Antiphospholipid syndrome (APS) is characterized by venous and/or arterial thromboembolic events, recurrent fetal loss, and persistently elevated antiphospholipid antibody (aPL) levels. Familial clustering of individuals with elevated aPL levels occurs, and up to 37% of patients with APS have one or more relatives with at least one clinical feature of APS. Individuals with elevated aPL levels or APS are also frequently identified in families with other autoimmune (AI) disorders, such as lupus or rheumatoid arthritis. Individuals with different autoimmune disorders appear to share common susceptibility loci, suggesting that a common set of susceptibility genes may contribute to clinically distinct autoimmune disorders. To investigate the heritability of APS, we are enrolling patients with APS who have one or more family members affected by APS (multiplex APS) or by other, non-APS, autoimmune disorders (multiplex AI). This study summarizes clinical characteristics of probands and family members enrolled to date in these two groups.

Probands meeting clinical and laboratory criteria for APS (Miyakis, et al. J.Thromb.Haemost, 2006;4: 295-306) who had at least one clinically affected relative positive for either APS or another autoimmune disorder (e.g., lupus, rheumatoid arthritis) were recruited and enrolled into the study. A detailed personal and family history was obtained and relevant family members were also approached to participate in the study. Blood specimens were collected for genetic, serologic, and coagulation testing.

Review of more than 200 potential participants identified 13 probands with multiplex APS families and 49 with multiplex AI families. Probands from both groups more frequently had primary rather than secondary APS, and thromboembolic events were the most common clinical manifestation. Catastrophic APS was reported in 1 multiplex APS proband and 4 multiplex AI probands. Proband characteristics are summarized in the Table.

In the multiplex APS families, 1 to 3 family members had APS, and the most common clinical manifestation was thromboembolism. In addition, 8 multiplex APS families also had one or more family members who were affected with other autoimmune disorders, most commonly lupus and rheumatoid arthritis. In the multiplex AI families, 1 to 8 family members were affected by a variety of autoimmune disorders, including lupus, Hashimoto's disease, Sjögren's syndrome, rheumatoid arthritis, myasthenia gravis, type I diabetes mellitus, and other diseases. Affected family members most commonly included siblings and/or parents of the probands.
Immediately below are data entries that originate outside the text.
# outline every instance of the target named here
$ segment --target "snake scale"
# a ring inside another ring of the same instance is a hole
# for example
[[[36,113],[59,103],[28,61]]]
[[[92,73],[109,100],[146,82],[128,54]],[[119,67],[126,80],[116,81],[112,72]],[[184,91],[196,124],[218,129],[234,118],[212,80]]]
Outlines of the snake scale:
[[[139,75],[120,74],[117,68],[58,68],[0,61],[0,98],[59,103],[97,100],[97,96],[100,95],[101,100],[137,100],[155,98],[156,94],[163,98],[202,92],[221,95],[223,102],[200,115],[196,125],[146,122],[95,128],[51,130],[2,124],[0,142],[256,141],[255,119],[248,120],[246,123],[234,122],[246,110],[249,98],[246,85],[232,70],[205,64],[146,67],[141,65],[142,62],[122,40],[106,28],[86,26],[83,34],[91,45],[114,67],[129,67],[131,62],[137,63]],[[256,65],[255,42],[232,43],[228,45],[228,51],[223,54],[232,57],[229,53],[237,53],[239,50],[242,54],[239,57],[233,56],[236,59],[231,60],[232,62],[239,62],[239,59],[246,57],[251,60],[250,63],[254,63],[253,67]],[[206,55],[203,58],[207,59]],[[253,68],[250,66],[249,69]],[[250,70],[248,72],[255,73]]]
In the participants enrolled to date, probands with APS who belonged to multiplex APS or multiplex AI families most commonly had primary APS, and thromboembolic complications were the most common clinical manifestation. Families that were multiplex AI were more common than families that included more than one family member affected with APS, and families that were multiplex APS frequently included members that had other autoimmune disorders.

No relevant conflicts of interest to declare.